Assim que Gulk’arik ordenou seu exército para avançar, o xamã começou a preparar uma nova magia. O chão começou a tremer levemente embaixo dos pés de Rob e de todos os demais em cima da muralha. Ao olharem para fora da fortaleza, virão a energia avermelhada do cajado do xamã atingindo uma enorme área, explodindo grama e terra para todos os lados. Em seguida ouviram um barulho parecido com o de um terremoto e o chão fora da fortaleza começou a se erguer, desde antes do fosso até o encontro com a muralha, criando uma rampa com dois metros de largura. A rampa, assim que subisse o suficiente, não apenas atravessaria o fosso como levaria o exército orc ao topo da muralha.
“Filho da puta…” disse Rob e atirou imediatamente uma flecha na direção do xamã, que com um simples movimento de sua mão, manipulou o ar a sua frente de forma a desviar a trajetória da flecha. Merda! , pensou, encarando o xamã. Teve que se contentar em apenas continuar matando os soldados orcs, o que já estava de bom tamanho.
“Zique, tenta atrasar eles o máximo possível!" disse Azurya. “Eu limpo o resto da névoa!”
Zique consentiu e voltou-se para o enorme volume de terra sendo erguido em direção ao muro direito. Era um volume de terra muito acima do qual ele era capaz de manipular, mesmo sendo a Terra o seu principal elemento. Tinha certeza que não era páreo para o xamã, mas tentaria ganhar o máximo de tempo possível para o exército de Caspius.
A energia alaranjada de seu cajado se lançou ao enorme volume de terra erguido e a partir de então era como se ambos os magos, Zique e Dizzug, estivessem travando uma queda de braços mas utilizando o nível de controle das energias arcanas ao invés de suas forças físicas. A terra parou de se erguer por um momento, mas em poucos segundos Zique já começava a fraquejar.
“Não dá Azu! Ele é muito… forte…” disse Zique, segurando o cajado com ambas as mãos e rangendo os dentes.
“Não desiste Zique! Está funcionando!” disse Azurya, caminhando ao longo do muro enquanto guiava o redemoinho.
As fagulhas vermelhas que permeavam a nuvem de poeira sumiram, o que significava que o xamã orc havia parado de sustentá-la magicamente e a nuvem poderia agora se dissipar naturalmente. Dando mais uns passos, a poeira se dissipou revelando Sir Cristan de olhos fechados, rezando enquanto segurava um símbolo dourado de Carmine, semelhante ao símbolo de madeira que ela tinha desde criança e o qual transformou em cinzas noites atrás. A deusa, seu corpo como um tronco de árvore e vários braços saindo de seu corpo em forma de galhos.
“Não perca seu tempo.” ela disse ao cavaleiro. “Essa desgraçada não está nem aí para nós.”
Sir Cristan lentamente abriu seus olhos. As árvores ao redor da fortaleza começaram a balançar seus galhos e uma forte ventania soprou na direção dos muros, limpando toda a névoa e retomando a visibilidade para todos do exército de Caspius. Sir Cristan encarou a maga com desprezo e passou por ela dirigindo-se à seção do muro onde estava sendo erguida a rampa de acesso dos orcs.
Azu… ela ouviu uma voz feminina sussurrar em seus ouvidos, como se carregada pela ventania ao balançar seus cabelos, levantando-os de sua orelha.

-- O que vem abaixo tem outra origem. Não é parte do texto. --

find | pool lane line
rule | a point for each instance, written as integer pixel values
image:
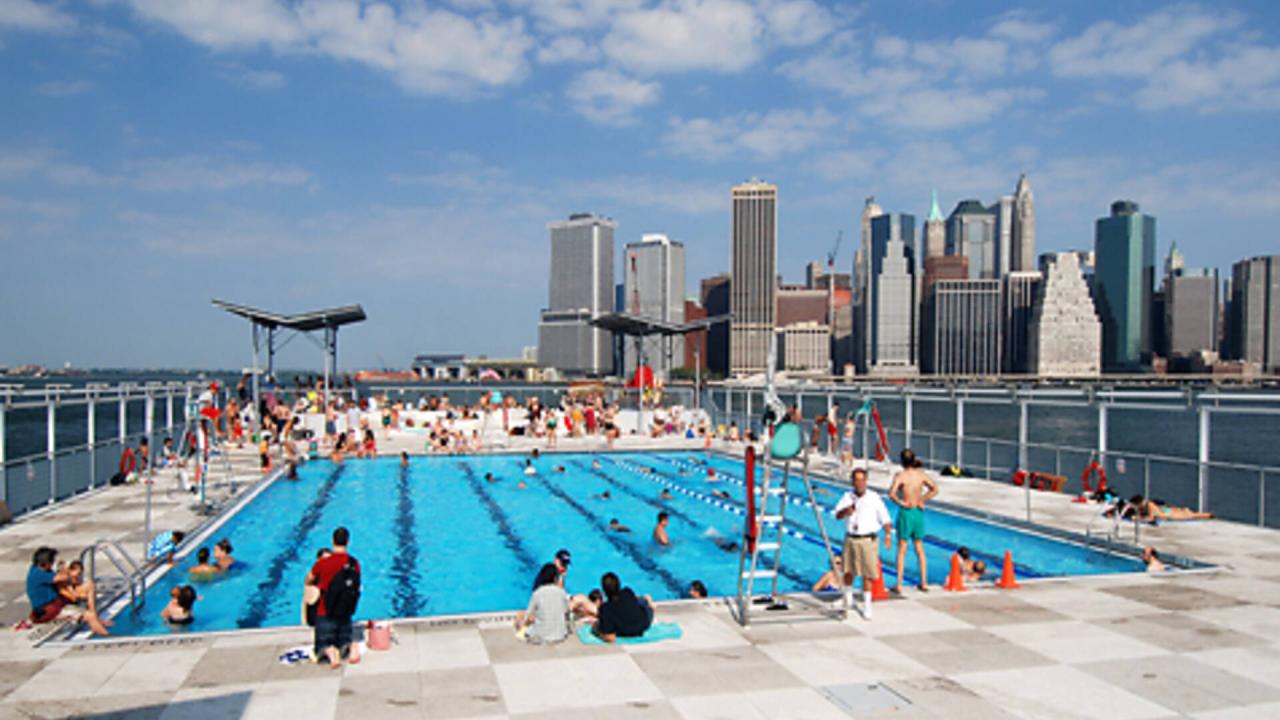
(941, 543)
(406, 602)
(613, 538)
(662, 478)
(675, 511)
(268, 589)
(511, 538)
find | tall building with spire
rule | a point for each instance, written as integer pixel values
(1023, 237)
(935, 231)
(1065, 333)
(862, 287)
(754, 285)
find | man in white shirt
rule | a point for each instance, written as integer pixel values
(864, 515)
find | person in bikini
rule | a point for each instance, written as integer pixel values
(912, 490)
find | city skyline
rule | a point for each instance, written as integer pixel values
(160, 156)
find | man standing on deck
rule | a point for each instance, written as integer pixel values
(864, 515)
(912, 488)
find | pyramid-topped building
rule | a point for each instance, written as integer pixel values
(1065, 333)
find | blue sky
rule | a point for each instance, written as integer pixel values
(296, 154)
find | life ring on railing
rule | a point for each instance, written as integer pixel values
(1095, 468)
(128, 461)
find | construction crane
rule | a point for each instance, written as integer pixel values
(831, 302)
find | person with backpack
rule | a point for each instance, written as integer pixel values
(337, 577)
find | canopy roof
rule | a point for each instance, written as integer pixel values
(301, 322)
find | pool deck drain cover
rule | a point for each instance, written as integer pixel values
(858, 698)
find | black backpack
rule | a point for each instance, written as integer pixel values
(342, 596)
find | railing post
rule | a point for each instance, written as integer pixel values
(1102, 434)
(4, 474)
(91, 440)
(910, 420)
(1023, 431)
(51, 445)
(1202, 483)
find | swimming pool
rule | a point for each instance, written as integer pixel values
(438, 538)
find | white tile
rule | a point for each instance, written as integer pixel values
(1074, 641)
(298, 698)
(577, 682)
(844, 660)
(1260, 664)
(1056, 692)
(152, 671)
(448, 648)
(789, 703)
(69, 678)
(700, 632)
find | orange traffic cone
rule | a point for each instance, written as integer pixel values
(955, 580)
(1006, 577)
(878, 591)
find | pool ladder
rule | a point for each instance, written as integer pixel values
(131, 578)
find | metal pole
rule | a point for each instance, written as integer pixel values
(910, 420)
(1023, 431)
(1202, 486)
(257, 422)
(4, 478)
(51, 447)
(92, 443)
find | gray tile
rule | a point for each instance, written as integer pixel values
(13, 674)
(991, 609)
(1173, 596)
(462, 692)
(1178, 632)
(964, 651)
(732, 669)
(657, 710)
(1182, 683)
(393, 695)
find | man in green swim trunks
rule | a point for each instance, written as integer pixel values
(912, 488)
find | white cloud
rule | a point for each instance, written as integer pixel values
(763, 135)
(426, 50)
(686, 35)
(33, 17)
(1246, 78)
(609, 98)
(1138, 49)
(64, 87)
(566, 49)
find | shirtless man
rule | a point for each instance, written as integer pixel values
(910, 490)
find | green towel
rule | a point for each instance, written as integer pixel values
(656, 632)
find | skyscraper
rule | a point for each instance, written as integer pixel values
(754, 286)
(935, 231)
(1020, 288)
(1023, 237)
(1125, 276)
(1065, 332)
(653, 279)
(1256, 311)
(963, 322)
(891, 290)
(862, 290)
(970, 231)
(581, 287)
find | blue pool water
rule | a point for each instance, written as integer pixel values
(437, 538)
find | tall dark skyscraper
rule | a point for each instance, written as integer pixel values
(754, 286)
(1124, 251)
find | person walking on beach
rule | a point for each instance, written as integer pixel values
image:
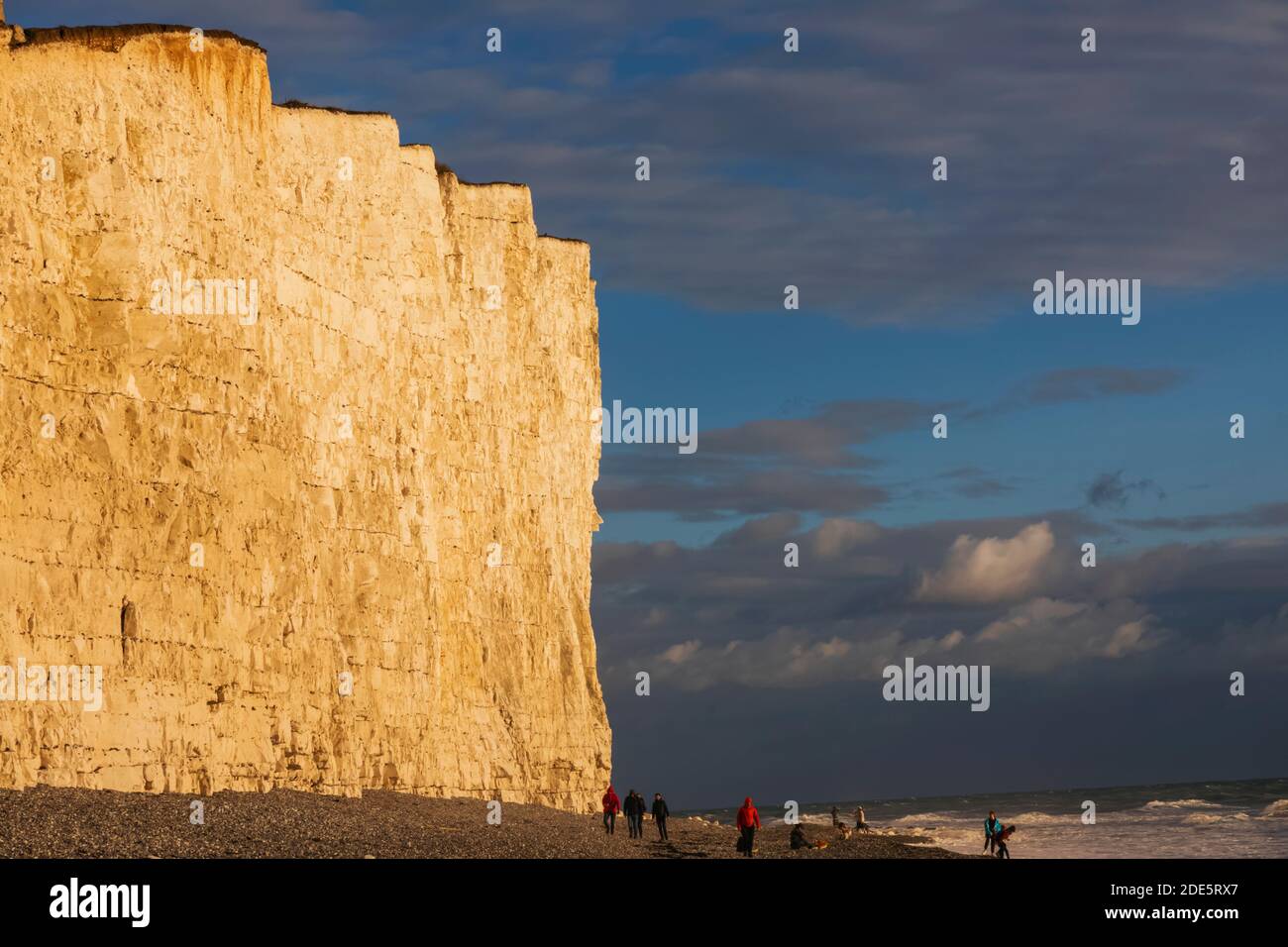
(660, 814)
(1003, 851)
(634, 809)
(992, 828)
(748, 821)
(612, 805)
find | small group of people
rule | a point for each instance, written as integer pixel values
(861, 822)
(996, 835)
(861, 825)
(634, 809)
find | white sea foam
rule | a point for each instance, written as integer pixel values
(1180, 804)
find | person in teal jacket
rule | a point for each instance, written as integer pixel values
(992, 827)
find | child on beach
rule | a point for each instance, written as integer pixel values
(660, 814)
(861, 823)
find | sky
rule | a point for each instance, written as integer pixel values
(814, 169)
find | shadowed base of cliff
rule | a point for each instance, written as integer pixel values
(50, 822)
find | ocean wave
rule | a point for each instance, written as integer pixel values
(1180, 804)
(1206, 818)
(1042, 818)
(921, 817)
(1276, 809)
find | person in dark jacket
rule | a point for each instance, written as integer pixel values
(660, 814)
(748, 821)
(632, 810)
(612, 805)
(1003, 851)
(992, 827)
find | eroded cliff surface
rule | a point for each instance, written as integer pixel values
(376, 470)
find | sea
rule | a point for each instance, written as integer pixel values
(1189, 819)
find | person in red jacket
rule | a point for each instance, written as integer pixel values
(748, 821)
(612, 805)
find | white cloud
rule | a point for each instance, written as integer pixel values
(991, 570)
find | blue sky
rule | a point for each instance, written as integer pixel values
(812, 169)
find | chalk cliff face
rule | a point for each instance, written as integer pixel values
(326, 528)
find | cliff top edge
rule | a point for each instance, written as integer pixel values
(115, 37)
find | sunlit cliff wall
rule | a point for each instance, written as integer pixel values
(380, 474)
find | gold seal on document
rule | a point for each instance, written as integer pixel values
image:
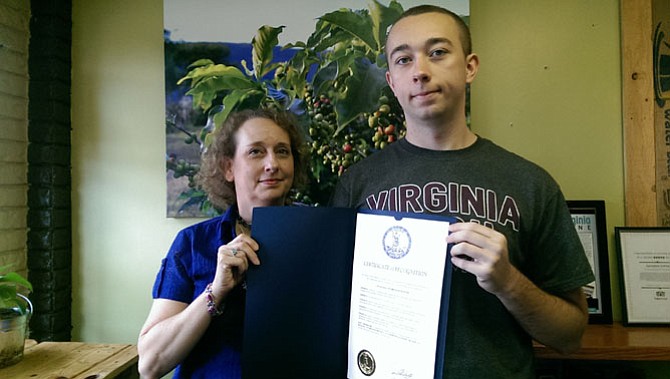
(366, 363)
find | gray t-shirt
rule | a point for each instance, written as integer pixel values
(487, 184)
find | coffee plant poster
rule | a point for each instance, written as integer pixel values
(222, 32)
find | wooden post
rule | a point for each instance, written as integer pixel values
(638, 113)
(661, 60)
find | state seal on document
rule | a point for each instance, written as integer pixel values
(397, 242)
(366, 362)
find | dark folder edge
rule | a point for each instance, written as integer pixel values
(273, 344)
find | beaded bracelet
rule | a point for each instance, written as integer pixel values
(212, 309)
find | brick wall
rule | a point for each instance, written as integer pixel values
(49, 179)
(14, 39)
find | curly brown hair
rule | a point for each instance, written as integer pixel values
(211, 178)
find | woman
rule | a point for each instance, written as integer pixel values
(195, 322)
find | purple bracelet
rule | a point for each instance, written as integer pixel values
(212, 309)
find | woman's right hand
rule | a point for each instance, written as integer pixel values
(233, 260)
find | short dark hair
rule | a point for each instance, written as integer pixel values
(466, 38)
(211, 178)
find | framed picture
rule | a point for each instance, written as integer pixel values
(590, 223)
(644, 268)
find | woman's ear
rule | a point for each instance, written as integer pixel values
(227, 169)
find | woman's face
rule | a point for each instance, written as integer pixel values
(262, 168)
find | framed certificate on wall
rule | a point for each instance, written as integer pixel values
(590, 223)
(644, 268)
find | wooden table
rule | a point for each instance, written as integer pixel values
(617, 342)
(75, 360)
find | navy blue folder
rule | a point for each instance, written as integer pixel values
(298, 300)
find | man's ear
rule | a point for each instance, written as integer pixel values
(389, 81)
(471, 67)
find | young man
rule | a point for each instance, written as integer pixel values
(520, 263)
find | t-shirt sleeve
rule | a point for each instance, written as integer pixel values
(563, 265)
(173, 281)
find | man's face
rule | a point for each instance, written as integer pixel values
(428, 69)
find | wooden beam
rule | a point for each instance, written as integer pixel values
(638, 113)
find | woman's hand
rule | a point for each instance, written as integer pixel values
(232, 263)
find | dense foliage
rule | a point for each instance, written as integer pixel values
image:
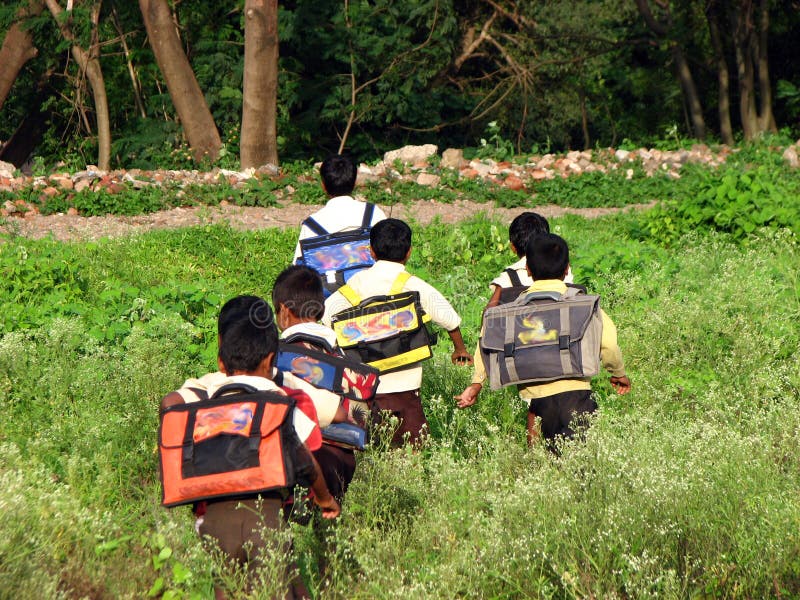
(560, 74)
(686, 487)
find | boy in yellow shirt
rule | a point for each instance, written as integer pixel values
(557, 403)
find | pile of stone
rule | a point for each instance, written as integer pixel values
(421, 164)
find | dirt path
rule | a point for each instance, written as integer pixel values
(64, 227)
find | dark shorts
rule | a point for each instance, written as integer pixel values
(236, 527)
(407, 407)
(561, 414)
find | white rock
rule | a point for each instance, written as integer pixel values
(428, 179)
(483, 169)
(453, 158)
(410, 154)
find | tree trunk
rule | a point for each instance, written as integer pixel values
(690, 94)
(684, 73)
(742, 40)
(259, 135)
(195, 117)
(91, 66)
(723, 76)
(17, 49)
(766, 118)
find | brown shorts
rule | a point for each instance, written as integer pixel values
(338, 466)
(407, 407)
(236, 527)
(561, 413)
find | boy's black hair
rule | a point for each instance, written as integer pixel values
(390, 239)
(338, 174)
(247, 333)
(523, 227)
(299, 289)
(547, 256)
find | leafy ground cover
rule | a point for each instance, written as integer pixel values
(687, 487)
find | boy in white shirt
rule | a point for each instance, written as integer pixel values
(248, 341)
(298, 300)
(342, 212)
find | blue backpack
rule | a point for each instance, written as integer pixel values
(338, 256)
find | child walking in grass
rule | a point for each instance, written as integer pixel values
(248, 341)
(399, 391)
(298, 300)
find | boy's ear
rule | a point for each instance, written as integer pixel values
(264, 368)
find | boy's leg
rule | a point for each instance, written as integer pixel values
(407, 407)
(561, 414)
(575, 407)
(236, 526)
(338, 466)
(533, 430)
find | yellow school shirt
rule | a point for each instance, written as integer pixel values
(377, 281)
(610, 354)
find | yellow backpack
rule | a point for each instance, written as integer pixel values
(386, 332)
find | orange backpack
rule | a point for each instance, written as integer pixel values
(238, 443)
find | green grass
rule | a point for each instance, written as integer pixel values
(687, 487)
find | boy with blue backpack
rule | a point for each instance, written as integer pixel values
(210, 456)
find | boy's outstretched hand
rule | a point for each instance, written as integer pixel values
(330, 508)
(622, 385)
(469, 396)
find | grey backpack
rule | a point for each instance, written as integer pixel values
(541, 337)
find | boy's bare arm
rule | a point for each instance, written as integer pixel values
(171, 399)
(622, 385)
(495, 299)
(460, 354)
(322, 496)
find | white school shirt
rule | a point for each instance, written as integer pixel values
(340, 213)
(377, 281)
(521, 267)
(211, 382)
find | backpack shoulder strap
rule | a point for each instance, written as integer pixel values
(193, 394)
(369, 209)
(350, 295)
(400, 283)
(312, 224)
(514, 277)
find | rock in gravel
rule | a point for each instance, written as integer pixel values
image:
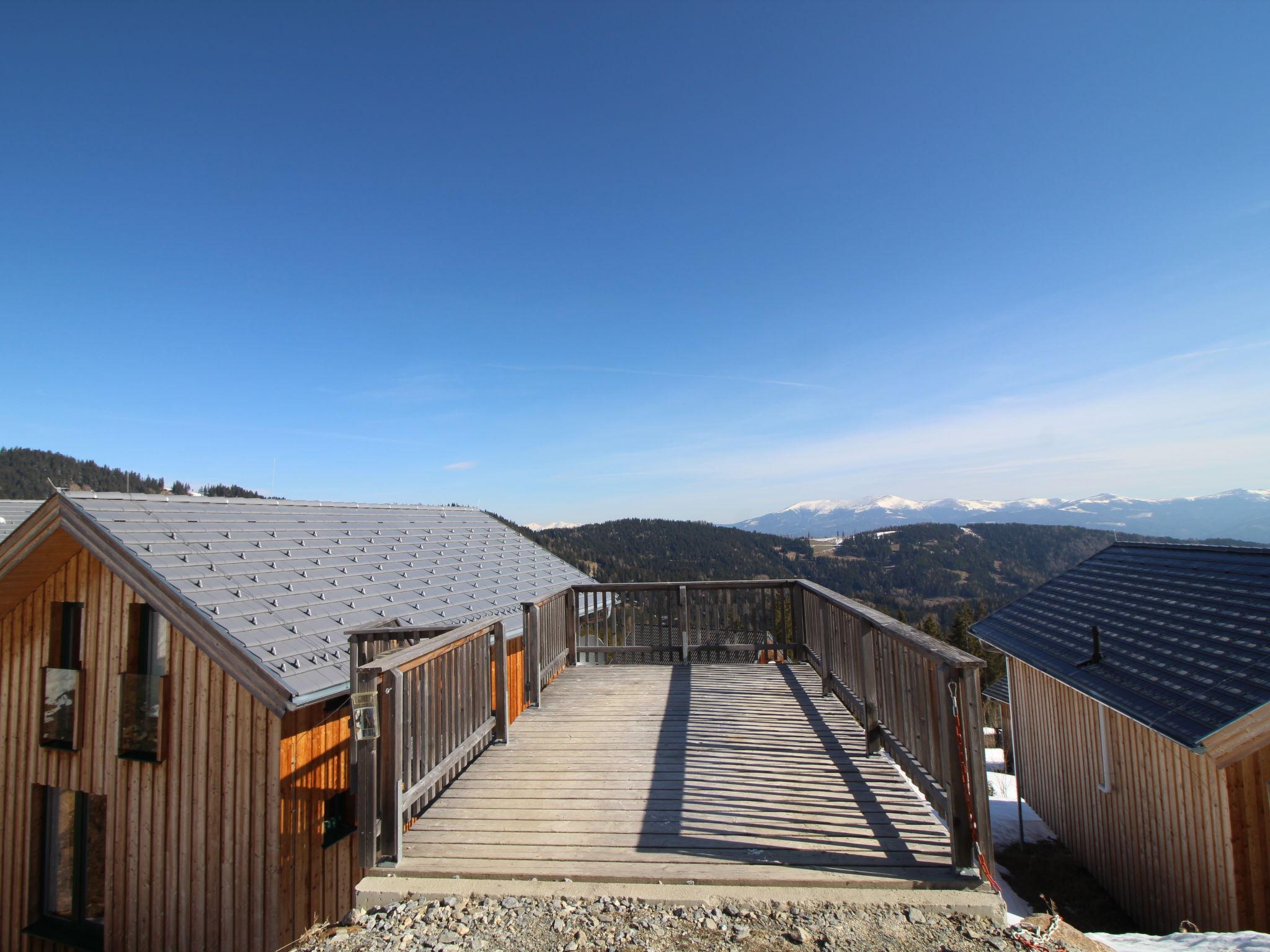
(1067, 935)
(798, 936)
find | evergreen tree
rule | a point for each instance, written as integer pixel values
(959, 633)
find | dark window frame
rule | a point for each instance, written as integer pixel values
(70, 640)
(65, 654)
(144, 631)
(337, 821)
(78, 932)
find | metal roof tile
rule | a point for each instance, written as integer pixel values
(286, 578)
(1184, 631)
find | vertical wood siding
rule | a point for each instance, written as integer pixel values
(191, 856)
(316, 881)
(1248, 783)
(517, 679)
(1160, 842)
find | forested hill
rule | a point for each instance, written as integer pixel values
(939, 578)
(25, 474)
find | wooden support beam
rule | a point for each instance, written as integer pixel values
(571, 626)
(797, 604)
(958, 816)
(534, 651)
(682, 596)
(394, 746)
(869, 676)
(502, 716)
(367, 775)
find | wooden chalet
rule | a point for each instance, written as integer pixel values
(1140, 711)
(221, 715)
(174, 679)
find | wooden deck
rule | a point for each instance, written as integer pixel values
(671, 774)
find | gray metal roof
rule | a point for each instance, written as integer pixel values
(1184, 630)
(13, 512)
(285, 578)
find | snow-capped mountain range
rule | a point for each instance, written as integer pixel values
(1237, 513)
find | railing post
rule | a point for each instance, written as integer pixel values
(367, 795)
(500, 712)
(571, 625)
(391, 810)
(534, 651)
(972, 730)
(958, 813)
(682, 596)
(799, 633)
(869, 676)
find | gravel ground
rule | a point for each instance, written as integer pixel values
(536, 924)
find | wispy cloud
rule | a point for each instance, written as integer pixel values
(238, 427)
(1168, 427)
(642, 372)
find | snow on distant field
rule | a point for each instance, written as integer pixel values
(1186, 942)
(1003, 804)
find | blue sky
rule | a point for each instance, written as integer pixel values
(590, 260)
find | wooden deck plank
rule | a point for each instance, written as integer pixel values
(710, 774)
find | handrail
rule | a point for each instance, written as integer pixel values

Será que… essa é a voz de… ela pensou e olhou para as árvores, seus galhos balançando violentamente pareciam com braços abertos, chamando por Azurya. Fechou seus olhos e tentou sentir algo… qualquer coisa… mas não sentiu nada.
“AZU!” ela ouviu novamente, mas desta vez a voz era de Zique que gritava, chamando-a.
Zique encontrava-se ajoelhando na muralha, tendo perdido a queda de braço contra o poderoso xamã. O exército orc gritava ensandecido e corria ao subir a rampa que acabava de conectar com o topo da muralha. Os arqueiros atiravam desesperadamente mas a quantidade de orcs subindo era algo que as flechas não conseguiriam impedir.